Anonymous wrote:
I am just starting to look into getting an evaluation for my daughter (2.5 yr). She is displaying some "unusual" traits such as constantly stacking, sorting, arranging, etc. She very much plays alone and only makes close connections with me. In additon, her speech has not progressed in the past three or more months. Does anyone have advice of sites I could look at to learn more about possible disorders???? Also, I am attempting to get an appointment w/Dr. Conlon, but any suggestions of others who would be good for an initial eval???

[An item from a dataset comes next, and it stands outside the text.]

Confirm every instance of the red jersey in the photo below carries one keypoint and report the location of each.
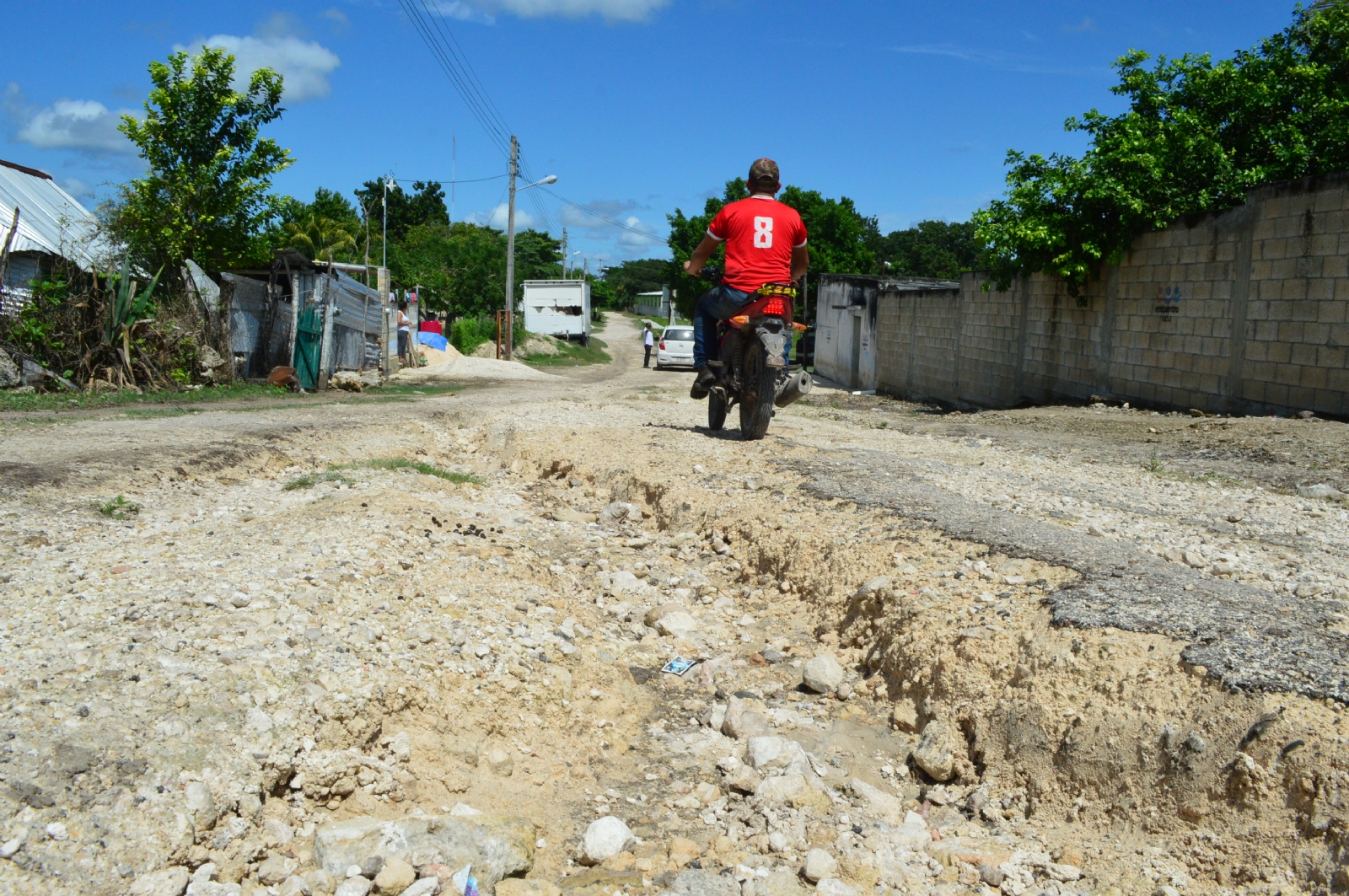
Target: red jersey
(760, 233)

I was reading this site to get feedback on Dr. COnlon whom we are about to see - but wanted to respond to the entry above. We have an almost 11 year old who has a range of developmental issues, one of which was almost non-existent speech development at 2-3. He had 30 words in his vocabulary when I took him for a speech eval at age 3 1/4. Soon after that, we got some advice to take him off dairy as he had had chronic very bad ear infections from the time of 7 months (when we started feeding him something other than breast milk) until he had tubes put in at the age of 14 months. Four weeks after having taken him off dairy, he started speaking in 3-4 word sentences - quite remarkable and everyone (teachers, therapists and we) noticed it. We were seeing Dr. Compart at the time (who is very good, by the way - very open to alternatives) and she told us about the leaky gut syndrome. It turned out that our son wasn't fully digesting the proteins in wheat (gluten) and dairy (casein); these undigested proteins were escaping the gut (through irritation in the wall of the intestine caused by constant antibiotics to treat the ear infections which in turn led to candida overgrowth, which caused the leaky gut); once they were in the blood stream, those that escaped the body's clean-up mechanisms wound up crossing the blood-brain barrier where they mimicked neurotransmitters in the speech center of the brain. They were sufficiently similar peptides (short chain proteins) to those that form the correct neurotransmitters to be accepted by the receptors, but they didn't actually allow the information to continue along the neural pathways - communication was hence blocked. These neurotransmitters are changed renewed every three weeks. When we removed the source of the undigested proteins (in this case, casein) the correct neurotransmitters were able to hook onto the receptors, and our son's brain began to process speech. It was quite remarkable. The ear infections, as it turned out, were caused largely by dairy - our son was eating yogurt every morning on his cereal. Check Annals of Allergy, 1994 for a study at Georgetown that shows a strong connection between dairy and chronic ear infections.
I hope this information is helpful to someone out there. It may have no connection to your particular situation, but it is my understanding that this is not uncommon.
To the PP- if you take out dairy, what do you substitute for it? Soy milk?